Got some information from a couple of members of a Flemish forum which specializes in bicycle racing history. They link the brand to Fons Mertens of Lier, Belgium. He and his brothers Jules, Paul and Albert were bicycle racers in the 1920's and 1930's. 

Apparently Fons opened a bicycle shop in Lier, and also sponsored a team called "Mertens Sport" from 1946 to 1952 with local riders. I have been looking for pictures of the shop and of the team, but so far I haven't found any.

The Mertens family also ran a bar in Lier called "Sportwereld", in which the Lierse Bicycle Club was founded in 1932. LBC would become one of the most important racing clubs in Belgium, counting Rik Van Looy, Ward Sels and Herman Vanspringel among their members. The Mertens brothers were a driving force behind the club in the early years.

The 1959 club champions, with Rik Van Looy in the middle:





Van Looy would go on to become World Champion in 1960 and 1961.


----------



## Jake1 (Feb 6, 2022)

@non-fixie that seems to be some of the most direct relationship I have heard thus far. If only there was some photographic evidence. I still find it odd that another photo of a bike or even just a head badge hasn't surfaced. I would still assume that the frame was manufactured by an independent builder for Mertens and more than likely some other shops in the region. I was provided a photo example of another bike with a similar head lug pattern, yet still not identical.
Thank you for your effort. I am hoping I will get a reply from the Koers Museum in the next couple of months since they have already replied with a confirmation that it will be investigated. There is an Italian website that I am also using to research this frame and others, but I am having trouble accessing their site even though I am a paying member. It is not a forum, but has archival data on many marques.


----------



## non-fixie (Feb 7, 2022)

Give the involvement of this particular Mertens family with the sport, I would assume a track bike with their name on it to be of decent quality, made by a reputable frame builder. 

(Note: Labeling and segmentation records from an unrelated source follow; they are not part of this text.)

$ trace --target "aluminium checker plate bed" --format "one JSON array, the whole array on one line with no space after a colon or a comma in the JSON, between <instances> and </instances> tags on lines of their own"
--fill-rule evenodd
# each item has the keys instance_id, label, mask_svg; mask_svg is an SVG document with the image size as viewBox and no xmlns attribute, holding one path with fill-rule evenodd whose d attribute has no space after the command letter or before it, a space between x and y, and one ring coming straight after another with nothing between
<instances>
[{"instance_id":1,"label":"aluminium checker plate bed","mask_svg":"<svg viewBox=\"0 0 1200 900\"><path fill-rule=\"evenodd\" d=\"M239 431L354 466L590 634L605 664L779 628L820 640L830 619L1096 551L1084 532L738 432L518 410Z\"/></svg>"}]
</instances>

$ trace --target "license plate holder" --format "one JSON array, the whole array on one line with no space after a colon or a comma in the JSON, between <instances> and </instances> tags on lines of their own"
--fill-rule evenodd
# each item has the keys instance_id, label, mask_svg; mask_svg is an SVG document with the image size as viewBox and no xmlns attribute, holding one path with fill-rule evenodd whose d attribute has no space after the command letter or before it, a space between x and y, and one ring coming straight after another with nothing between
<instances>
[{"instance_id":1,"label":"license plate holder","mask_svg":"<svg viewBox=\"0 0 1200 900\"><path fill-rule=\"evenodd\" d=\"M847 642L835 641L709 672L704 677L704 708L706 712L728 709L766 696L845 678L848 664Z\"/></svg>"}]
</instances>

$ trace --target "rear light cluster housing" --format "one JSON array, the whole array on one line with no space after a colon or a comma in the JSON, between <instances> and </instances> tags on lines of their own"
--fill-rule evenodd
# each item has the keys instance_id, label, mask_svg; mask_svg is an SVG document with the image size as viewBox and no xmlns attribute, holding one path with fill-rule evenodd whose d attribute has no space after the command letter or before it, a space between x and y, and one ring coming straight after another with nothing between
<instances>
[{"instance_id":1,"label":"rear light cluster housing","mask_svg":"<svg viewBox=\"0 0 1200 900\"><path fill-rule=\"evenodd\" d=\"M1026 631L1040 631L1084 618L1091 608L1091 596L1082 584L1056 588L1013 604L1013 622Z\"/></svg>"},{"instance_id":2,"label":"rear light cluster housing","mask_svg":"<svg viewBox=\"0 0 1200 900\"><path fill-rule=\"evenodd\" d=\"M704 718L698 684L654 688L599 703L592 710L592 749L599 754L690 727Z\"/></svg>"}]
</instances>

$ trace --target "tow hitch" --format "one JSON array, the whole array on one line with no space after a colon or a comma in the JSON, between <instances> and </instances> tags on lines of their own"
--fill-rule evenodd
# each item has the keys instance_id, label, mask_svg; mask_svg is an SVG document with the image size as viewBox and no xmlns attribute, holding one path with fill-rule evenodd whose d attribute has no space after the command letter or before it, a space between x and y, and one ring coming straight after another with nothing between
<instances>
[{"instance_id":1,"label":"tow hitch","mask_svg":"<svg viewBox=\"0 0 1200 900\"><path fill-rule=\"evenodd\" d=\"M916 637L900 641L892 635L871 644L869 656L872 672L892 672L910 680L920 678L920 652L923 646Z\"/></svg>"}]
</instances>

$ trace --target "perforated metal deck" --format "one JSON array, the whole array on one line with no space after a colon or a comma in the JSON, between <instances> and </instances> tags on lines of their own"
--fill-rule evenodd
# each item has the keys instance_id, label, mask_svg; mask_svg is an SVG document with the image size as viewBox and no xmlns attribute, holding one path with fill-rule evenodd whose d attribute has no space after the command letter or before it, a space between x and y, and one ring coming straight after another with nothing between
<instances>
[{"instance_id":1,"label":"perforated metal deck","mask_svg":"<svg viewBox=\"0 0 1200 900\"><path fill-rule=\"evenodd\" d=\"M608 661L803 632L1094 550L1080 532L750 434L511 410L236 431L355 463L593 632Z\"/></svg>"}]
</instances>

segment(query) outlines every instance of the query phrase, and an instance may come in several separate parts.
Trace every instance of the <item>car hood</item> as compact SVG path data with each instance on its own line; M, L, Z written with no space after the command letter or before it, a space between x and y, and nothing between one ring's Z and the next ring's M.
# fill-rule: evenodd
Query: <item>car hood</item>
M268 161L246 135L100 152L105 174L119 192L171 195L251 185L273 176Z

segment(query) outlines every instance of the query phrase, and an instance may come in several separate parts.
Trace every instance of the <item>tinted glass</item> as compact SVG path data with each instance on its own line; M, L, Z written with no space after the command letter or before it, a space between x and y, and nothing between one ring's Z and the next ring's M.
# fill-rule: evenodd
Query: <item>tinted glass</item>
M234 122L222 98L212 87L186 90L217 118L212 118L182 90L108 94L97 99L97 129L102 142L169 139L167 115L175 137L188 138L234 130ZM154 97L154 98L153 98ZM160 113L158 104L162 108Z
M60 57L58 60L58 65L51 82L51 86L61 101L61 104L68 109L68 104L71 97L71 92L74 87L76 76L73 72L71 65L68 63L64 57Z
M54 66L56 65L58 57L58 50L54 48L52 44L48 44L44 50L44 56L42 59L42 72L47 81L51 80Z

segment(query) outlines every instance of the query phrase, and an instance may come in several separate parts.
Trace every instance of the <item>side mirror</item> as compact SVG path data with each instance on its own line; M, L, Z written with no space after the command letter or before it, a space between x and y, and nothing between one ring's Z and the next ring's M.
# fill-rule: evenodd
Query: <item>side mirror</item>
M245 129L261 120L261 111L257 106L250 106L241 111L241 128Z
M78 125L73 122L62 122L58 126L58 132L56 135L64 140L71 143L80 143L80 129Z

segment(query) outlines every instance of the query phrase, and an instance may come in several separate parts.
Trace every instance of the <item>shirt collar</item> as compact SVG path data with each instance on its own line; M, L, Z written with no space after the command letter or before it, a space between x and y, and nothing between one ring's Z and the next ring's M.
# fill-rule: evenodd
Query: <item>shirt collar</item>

I have just sent an e-mail to a shop in Lier which _might_  have a connection to the Mertens family. I'll let you know when anything useful surfaces.


----------



## Jake1 (Feb 7, 2022)

@non-fixie  Thanks for your efforts. Looking closely at the frame shows a high degree of workmanship. Lugs appear to be properly brazed without gaps or over use of solder. I may do a repaint of it sometime in the future since although decent it could be better (certainly the lug detailing!).


----------



## non-fixie (Feb 16, 2022)

I got a very friendly reply back from the shop in Lier, which confirms that the Vedette shop in Lier, Belgium is a continuation of the shop which was owned by the Mertens family. The current owner is not aware of there having actually been a Mertens bike brand, but says there were Vedette-branded bikes in the past. This aligns nicely with there having been a Vedette team, with Fons Mertens as the team manager and his son Jos as one of the riders.

The search continues.


----------



## Jake1 (Mar 3, 2022)

Thanks @non-fixie for the continued efforts. I am still awaiting a response from the Kors Museum, but hopefully it will be coming in short order once they reopen for the season. It would be nice to get some crossover confirmation and possibly a little more detail from them. I continue to directly search for any imagery that shows another example of the brand.


----------